While the third week of January is typically the coldest week of the year in the U.S., “this may be an atypical year, where the cold breakout may occur in February,” said Teri Viswanath, director of commodities strategy at BNP Paribas SA in New York.
Historically, January accounts for 25 percent of heating demand followed by February at 22.6 percent and December at 20.8 percent, she said.
Gas inventories totaled 3.168 trillion in the week ended Jan. 11, 11.1 percent above the five-year average for the period, EIA data show.
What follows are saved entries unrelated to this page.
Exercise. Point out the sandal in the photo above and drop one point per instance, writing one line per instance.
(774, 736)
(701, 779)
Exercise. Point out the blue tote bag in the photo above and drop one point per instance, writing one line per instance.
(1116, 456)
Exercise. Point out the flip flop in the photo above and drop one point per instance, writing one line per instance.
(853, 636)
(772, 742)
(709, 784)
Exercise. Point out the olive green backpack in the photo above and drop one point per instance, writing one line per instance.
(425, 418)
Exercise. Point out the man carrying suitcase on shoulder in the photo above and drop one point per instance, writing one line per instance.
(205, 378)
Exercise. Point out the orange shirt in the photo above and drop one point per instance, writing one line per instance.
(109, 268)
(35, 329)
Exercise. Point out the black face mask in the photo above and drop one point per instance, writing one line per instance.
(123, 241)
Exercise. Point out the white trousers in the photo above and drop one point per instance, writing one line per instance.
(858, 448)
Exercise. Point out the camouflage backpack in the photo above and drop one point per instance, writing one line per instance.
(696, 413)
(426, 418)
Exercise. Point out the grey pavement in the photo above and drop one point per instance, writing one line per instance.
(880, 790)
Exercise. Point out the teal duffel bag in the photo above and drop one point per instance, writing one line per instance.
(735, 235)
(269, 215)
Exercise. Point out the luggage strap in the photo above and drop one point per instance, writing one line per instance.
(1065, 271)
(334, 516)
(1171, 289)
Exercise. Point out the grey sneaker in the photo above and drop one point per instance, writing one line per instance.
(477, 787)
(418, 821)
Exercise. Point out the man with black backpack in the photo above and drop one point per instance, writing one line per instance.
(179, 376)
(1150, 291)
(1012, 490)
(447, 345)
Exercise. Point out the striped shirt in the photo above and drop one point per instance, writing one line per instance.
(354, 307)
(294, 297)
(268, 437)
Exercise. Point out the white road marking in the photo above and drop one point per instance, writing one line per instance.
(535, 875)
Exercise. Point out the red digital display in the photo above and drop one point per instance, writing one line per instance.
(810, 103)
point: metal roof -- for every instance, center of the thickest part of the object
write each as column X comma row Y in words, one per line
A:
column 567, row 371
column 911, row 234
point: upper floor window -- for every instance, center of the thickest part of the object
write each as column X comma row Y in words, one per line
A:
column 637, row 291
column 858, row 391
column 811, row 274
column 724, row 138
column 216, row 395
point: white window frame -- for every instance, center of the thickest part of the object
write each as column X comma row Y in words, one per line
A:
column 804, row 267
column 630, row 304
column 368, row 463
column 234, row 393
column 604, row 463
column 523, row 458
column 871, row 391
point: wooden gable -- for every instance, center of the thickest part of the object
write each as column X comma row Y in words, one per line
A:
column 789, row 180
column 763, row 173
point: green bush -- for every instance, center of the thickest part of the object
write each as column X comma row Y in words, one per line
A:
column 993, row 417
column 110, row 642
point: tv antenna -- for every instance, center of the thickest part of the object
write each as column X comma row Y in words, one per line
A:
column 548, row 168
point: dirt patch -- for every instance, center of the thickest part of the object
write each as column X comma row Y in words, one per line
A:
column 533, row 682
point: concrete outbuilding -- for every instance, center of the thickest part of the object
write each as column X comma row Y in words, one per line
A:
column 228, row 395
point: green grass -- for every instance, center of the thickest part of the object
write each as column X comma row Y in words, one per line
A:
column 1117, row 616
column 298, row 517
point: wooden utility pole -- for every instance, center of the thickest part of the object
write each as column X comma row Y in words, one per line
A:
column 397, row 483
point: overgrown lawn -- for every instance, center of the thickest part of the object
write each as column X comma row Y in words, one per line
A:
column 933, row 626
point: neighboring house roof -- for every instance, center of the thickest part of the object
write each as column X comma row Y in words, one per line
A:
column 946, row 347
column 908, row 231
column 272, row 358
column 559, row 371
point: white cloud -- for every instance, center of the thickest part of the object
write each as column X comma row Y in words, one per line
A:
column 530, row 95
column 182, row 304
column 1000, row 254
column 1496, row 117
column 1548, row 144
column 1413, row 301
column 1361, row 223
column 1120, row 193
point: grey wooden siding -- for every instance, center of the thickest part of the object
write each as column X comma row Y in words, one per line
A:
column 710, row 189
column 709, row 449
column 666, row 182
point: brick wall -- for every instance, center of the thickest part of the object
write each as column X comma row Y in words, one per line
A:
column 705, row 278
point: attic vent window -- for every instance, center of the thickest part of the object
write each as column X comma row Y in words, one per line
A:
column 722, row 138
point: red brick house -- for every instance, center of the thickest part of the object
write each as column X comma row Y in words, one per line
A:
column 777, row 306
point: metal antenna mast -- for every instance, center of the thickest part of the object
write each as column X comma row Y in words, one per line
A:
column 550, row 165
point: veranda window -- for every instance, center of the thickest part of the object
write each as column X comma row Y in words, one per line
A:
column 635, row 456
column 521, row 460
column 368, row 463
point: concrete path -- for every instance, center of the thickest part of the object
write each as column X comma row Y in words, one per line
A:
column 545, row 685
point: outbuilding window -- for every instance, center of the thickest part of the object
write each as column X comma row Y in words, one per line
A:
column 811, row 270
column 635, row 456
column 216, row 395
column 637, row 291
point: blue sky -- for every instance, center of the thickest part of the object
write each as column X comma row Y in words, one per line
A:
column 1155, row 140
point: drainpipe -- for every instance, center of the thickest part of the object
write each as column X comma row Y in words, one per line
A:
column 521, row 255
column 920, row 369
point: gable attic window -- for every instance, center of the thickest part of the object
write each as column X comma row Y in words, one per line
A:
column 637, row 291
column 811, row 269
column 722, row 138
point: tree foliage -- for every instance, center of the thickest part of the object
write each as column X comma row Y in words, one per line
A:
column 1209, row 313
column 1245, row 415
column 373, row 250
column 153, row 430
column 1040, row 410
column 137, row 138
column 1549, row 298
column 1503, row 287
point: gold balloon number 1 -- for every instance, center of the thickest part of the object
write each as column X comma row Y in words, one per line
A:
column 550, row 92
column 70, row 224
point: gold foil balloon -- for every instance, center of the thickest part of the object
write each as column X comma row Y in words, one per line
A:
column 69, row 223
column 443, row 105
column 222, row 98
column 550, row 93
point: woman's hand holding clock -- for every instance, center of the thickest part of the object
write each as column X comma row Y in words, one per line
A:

Supplies compared with year-earlier levels fell to a deficit of 4.4 percent, the most in 17 months.
The EIA is scheduled to release its next weekly supply report on Jan. 24.
U.S. stockpiles probably fell by a “decent” 178 billion cubic feet last week, Mike Fitzpatrick, editor of the Energy OverView newsletter in New York, wrote today. “It is next week’s withdrawal, in the aftermath of the current arctic blast, which will provide the drama and, possibly, the last surge for this season’s price action.”
Next week’s inventory report may propel prices toward $4, “but such a move would be represent a most inviting shorting opportunity,” he said.
Forecasts for cold weather prompted hedge funds to raise bets on gas by the most in more than three months, according to the Commodity Futures Trading Commission’s Jan. 18 Commitments of Traders report.
Money managers increased net-long positions, or wagers on rising gas prices, by 16,312 futures equivalents, or 27 percent, to 76,733 in the week ended Jan. 15, CFTC data show. It was the biggest weekly percentage gain since Oct. 2.